All commands auto-detect the repository root from your current directory. Use `--repo <path>` to override.

## Supported Languages

| Support Level | Languages | Parsing | File Operations |
|---------------|-----------|---------|-----------------|
| Full parsing | Rust (`.rs`), Python (`.py`) | Definitions, references, imports, calls | Read, write, edit, search, move, delete |
| Standard parsing | JavaScript (`.js`, `.jsx`, `.mjs`, `.cjs`), TypeScript (`.ts`, `.mts`, `.cts`), TSX (`.tsx`), Go (`.go`), Java (`.java`), C (`.c`, `.h`), C++ (`.cpp`, `.cc`, `.cxx`, `.hpp`, `.hxx`, `.hh`), C# (`.cs`), Ruby (`.rb`), Scala (`.scala`, `.sc`), Kotlin (`.kt`, `.kts`), Swift (`.swift`) | Definitions, references, calls (imports where available by grammar/query) | Read, write, edit, search, move, delete |
| Basic parsing | Bash (`.sh`, `.bash`, `.zsh`), Lua (`.lua`), Elixir (`.ex`, `.exs`), Haskell (`.hs`, `.lhs`) | Definitions, calls | Read, write, edit, search, move, delete |
| Structure only | JSON (`.json`), TOML (`.toml`), YAML (`.yml`, `.yaml`), CSS (`.css`), HTML (`.html`, `.htm`) | Structural definitions (keys/sections/selectors/elements) | Read, write, edit, search, move, delete |
| File operations only | All other files || Read, write, edit, search, move, delete |

## State & Storage

Lumora stores its index under `.lumora/` in your repository root:

```
.lumora/
  graph.db    # SQLite database with the semantic graph
```

Add `.lumora/` to your `.gitignore`. The index is fully regenerable from source.

## Platform Support

Linux, macOS, and Windows.
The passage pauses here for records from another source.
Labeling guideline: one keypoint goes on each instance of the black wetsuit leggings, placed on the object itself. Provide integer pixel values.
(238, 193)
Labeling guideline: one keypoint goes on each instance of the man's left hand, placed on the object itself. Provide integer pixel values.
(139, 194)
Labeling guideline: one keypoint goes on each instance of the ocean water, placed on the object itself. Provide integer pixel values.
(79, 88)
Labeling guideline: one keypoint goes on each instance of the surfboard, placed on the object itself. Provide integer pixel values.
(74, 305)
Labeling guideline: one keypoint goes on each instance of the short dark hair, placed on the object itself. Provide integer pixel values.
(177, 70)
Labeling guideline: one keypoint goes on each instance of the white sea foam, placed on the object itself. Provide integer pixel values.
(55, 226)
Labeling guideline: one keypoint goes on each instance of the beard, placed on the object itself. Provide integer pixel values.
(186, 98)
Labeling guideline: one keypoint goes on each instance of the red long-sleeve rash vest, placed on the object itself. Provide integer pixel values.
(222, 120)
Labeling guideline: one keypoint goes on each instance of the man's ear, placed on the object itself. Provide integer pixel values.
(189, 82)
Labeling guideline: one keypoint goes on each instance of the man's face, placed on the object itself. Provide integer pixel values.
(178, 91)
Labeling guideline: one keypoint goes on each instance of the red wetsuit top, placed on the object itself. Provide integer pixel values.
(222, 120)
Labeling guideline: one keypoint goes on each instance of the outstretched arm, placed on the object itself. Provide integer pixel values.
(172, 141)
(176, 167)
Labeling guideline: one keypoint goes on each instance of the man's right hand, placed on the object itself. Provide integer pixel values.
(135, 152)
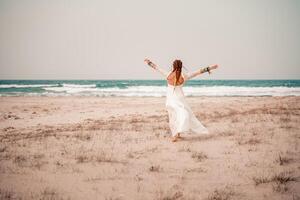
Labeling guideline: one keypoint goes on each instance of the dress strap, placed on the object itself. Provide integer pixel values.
(169, 73)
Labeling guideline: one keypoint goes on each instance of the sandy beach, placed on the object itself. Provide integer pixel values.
(120, 148)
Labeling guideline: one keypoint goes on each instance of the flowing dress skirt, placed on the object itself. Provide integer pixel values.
(181, 117)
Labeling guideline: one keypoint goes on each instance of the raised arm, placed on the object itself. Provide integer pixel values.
(201, 71)
(163, 72)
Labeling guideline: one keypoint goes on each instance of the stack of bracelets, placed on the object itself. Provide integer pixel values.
(206, 69)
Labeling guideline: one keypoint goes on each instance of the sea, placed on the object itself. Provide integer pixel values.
(148, 88)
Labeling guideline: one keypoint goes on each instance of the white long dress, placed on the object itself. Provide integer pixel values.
(181, 117)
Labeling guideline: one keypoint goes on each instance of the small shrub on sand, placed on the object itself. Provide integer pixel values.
(225, 193)
(282, 178)
(154, 168)
(171, 195)
(283, 159)
(199, 156)
(20, 160)
(82, 158)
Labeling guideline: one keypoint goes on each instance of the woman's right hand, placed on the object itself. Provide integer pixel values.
(151, 64)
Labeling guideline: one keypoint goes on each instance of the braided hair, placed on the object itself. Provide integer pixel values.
(177, 66)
CI runs on all three via GitHub Actions.

## Troubleshooting

**MCP server not starting?** Reinstall and re-register:

```bash
cargo install lumora --force
```

Then re-add the MCP server in your client (see setup instructions above).

**Slow startup?** Some MCP clients have configurable timeouts. If your client supports it, increase the MCP server startup timeout to 30 seconds.

**Index stale?** Run `lumora index` or use `lumora serve --full-first` for automatic re-indexing on file changes.

## Contributing

See [CONTRIBUTING.md](CONTRIBUTING.md) for development setup, and [CHANGELOG.md](CHANGELOG.md) for release history.

## License

Dual-licensed under [MIT](LICENSE-MIT) or [Apache 2.0](LICENSE-APACHE), at your option.